Jennifer Hart was intoxicated when she drove her wife and six children off a California cliff nearly three weeks ago in a crash that appears to have been intentional, authorities said Friday.
Jennifer and Sarah Hart and three of their children were killed in the car crash. Three of the Hart children are still missing.
Jennifer Hart had a blood alcohol level of .102 at the time of the crash, California Highway Patrol Capt. Bruce Carpenter said at a press conference Friday. The legal limit for driving in California is 0.08.
Carpenter also said that Sarah Hart and two of the couple’s children had “a significant amount” of an ingredient found in Benadryl in their system, the Associated Press reported.

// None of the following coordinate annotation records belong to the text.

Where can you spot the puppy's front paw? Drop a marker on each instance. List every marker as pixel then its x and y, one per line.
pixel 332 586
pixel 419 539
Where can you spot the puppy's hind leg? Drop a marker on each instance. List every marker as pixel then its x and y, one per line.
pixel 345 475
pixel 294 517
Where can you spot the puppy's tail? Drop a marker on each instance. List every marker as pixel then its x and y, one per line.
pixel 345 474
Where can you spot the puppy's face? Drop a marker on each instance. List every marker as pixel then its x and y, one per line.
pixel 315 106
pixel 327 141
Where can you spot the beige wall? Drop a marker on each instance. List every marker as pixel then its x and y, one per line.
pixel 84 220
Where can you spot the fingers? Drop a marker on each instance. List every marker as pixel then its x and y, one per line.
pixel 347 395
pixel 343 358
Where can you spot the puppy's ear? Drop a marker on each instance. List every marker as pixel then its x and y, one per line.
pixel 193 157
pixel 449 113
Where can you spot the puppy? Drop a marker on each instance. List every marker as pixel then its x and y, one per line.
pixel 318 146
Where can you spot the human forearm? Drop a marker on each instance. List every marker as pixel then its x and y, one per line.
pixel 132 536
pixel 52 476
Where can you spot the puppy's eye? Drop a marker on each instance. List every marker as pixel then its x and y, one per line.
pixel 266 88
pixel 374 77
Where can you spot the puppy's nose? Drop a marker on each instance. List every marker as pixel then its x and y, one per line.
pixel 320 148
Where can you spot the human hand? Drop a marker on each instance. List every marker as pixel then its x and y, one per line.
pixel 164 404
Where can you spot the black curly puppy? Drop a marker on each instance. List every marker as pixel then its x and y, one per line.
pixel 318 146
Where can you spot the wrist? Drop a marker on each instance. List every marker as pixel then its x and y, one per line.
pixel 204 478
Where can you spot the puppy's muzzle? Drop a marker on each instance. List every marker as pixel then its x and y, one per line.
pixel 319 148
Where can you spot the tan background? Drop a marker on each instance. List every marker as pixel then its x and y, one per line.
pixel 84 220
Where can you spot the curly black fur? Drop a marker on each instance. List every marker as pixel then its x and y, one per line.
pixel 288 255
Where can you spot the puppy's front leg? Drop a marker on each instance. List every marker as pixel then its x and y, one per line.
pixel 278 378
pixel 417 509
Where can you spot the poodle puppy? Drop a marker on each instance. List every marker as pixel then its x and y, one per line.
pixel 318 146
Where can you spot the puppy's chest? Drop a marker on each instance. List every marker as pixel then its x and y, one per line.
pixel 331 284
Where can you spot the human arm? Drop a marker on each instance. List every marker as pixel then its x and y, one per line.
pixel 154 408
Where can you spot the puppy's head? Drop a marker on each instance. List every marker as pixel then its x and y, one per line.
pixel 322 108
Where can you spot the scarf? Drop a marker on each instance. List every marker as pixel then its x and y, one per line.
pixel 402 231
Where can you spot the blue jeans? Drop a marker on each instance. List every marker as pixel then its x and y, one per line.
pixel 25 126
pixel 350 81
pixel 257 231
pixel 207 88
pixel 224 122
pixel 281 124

Beginning in 2008, Sarah and Jennifer Hart faced repeated child abuse allegations from teachers and neighbors as they moved from Minnesota to Oregon to Washington with their six adopted children. Child services officials attempted to visit the Harts on March 23, after neighbors reported that one of the children, Devonte, had come to their house multiple times asking for food. None of the Harts answered the door.
Hours later, Sarah Hart sent an alarming text message to a friend in the middle of the night, saying she was so sick she might have to go to the hospital, according to a 911 call obtained by the Oregonian. The friend was unable to reach her after that.
By the next morning, the Harts had left town. The wreckage of their car crash was discovered on March 26.
Investigators have been concerned by several details about the crash — no one in the SUV was wearing seat belts, there were no skid marks at the site of the crash, and there were no suitcases to suggest the family had planned to go on a trip.
“There are more reasons to believe that this was intentional than there are to believe that this was an accident,” Mendocino County Sheriff Tom Allman told TIME last week.